Sometimes the hardest and most important job of a Friend is to help a kid stay a kid.
Meet Laura,* a nine-year-old youth in our program
who loves to swim, play, write and pretend to be a princess. Laura has
been going through some significant trauma recently, but you wouldn’t
know it watching her romp through the aisles of a grocery store,
surprising her Friend, Alice,* with bear hugs.
When we asked Laura how her Friend helps her, she answered, “they
play with me, help me with math sometimes, help me spell words, play
with me–oh, I already said that one!” This is a simple and accurate
description of Alice’s role in Laura’s life right now. Laura’s
characteristic spark and bounce went out of her when life got especially
tough for her and her mom. While Alice can’t change those
circumstances, she can be there for them, and provide a space for Laura
to play, heal and be her silly self again.
Part of what makes Laura feel safe with Alice is the schedule they
keep. Laura pays close attention to the weekly schedule with her Friend.
They occasionally go on special outings, like to the ballet or a
children’s play; however, Laura looks forward to every Monday when Alice
spends time with her in the classroom.
Lately, Alice has been bringing one of her first graders on outings
with Laura to give her the opportunity to act as a kind of big sister.
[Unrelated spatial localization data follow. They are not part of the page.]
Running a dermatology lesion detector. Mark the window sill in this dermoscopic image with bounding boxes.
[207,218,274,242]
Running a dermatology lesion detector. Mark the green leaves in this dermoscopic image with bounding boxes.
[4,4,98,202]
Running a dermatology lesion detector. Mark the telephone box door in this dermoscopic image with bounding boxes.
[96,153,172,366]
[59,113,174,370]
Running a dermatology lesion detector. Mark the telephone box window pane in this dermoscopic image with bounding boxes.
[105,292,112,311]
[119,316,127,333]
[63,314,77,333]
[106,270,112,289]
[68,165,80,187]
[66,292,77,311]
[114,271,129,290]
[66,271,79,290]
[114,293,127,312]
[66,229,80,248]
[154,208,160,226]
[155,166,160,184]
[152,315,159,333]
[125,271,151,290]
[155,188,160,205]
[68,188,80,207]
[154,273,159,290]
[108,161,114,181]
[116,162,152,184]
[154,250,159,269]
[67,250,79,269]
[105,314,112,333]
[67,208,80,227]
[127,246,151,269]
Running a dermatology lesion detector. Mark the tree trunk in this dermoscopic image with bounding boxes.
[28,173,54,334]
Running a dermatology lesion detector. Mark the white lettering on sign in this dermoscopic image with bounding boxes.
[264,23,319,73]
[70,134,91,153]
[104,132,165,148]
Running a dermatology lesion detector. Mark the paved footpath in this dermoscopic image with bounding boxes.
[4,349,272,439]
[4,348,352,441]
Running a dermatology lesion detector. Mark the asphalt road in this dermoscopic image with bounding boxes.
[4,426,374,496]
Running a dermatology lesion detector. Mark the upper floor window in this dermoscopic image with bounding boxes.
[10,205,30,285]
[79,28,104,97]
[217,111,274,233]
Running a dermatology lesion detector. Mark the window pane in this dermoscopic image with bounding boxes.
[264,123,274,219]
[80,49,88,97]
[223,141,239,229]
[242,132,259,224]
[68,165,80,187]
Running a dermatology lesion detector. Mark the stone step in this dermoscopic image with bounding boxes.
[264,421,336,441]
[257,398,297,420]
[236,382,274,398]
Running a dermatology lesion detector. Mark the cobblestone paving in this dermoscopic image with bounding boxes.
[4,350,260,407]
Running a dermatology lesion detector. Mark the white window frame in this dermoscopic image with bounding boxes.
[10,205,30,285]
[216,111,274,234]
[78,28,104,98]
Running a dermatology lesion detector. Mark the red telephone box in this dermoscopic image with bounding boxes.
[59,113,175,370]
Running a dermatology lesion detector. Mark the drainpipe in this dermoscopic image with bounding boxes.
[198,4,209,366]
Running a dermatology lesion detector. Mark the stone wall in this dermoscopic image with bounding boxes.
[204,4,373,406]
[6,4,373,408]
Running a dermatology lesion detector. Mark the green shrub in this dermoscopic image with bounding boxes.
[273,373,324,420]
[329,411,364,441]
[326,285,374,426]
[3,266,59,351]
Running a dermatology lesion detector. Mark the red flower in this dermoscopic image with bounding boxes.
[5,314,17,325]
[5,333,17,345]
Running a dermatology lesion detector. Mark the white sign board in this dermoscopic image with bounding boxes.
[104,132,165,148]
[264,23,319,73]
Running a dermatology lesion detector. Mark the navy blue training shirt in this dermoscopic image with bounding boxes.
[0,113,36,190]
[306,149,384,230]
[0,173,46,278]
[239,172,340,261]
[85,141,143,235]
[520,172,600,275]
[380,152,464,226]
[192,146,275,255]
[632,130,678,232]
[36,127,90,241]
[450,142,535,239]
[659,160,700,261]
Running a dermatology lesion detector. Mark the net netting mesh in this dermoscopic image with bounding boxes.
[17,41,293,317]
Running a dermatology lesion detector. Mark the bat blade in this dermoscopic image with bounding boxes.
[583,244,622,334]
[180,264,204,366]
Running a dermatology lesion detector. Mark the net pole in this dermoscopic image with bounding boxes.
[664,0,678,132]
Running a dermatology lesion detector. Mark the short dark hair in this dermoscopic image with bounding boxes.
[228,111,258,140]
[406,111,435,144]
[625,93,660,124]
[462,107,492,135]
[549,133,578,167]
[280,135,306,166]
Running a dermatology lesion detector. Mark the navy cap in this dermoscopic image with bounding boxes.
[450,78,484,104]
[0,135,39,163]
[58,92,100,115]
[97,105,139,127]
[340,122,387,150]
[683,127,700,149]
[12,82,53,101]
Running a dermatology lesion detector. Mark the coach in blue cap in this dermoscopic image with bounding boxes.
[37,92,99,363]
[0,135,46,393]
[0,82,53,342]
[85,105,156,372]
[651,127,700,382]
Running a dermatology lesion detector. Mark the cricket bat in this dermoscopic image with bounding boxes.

For instance, Laura will keep the younger girl entertained, but also
remind her that they can’t do certain things when they’re in the car. It
also allows Laura to practice the Core-Asset of Belonging—knowing that
she is accepted and that her contributions count!
Laura’s joy in filling this more mature role shines through when she
talks about the future. When we ask her what she wants to be when she
grows up, she turns to Alice and exclaimed, “You already know what I want
to be when I grow up! It’s a mentor.”
*Youth's name changed to protect their identity. Photo does not reflect youth in the story.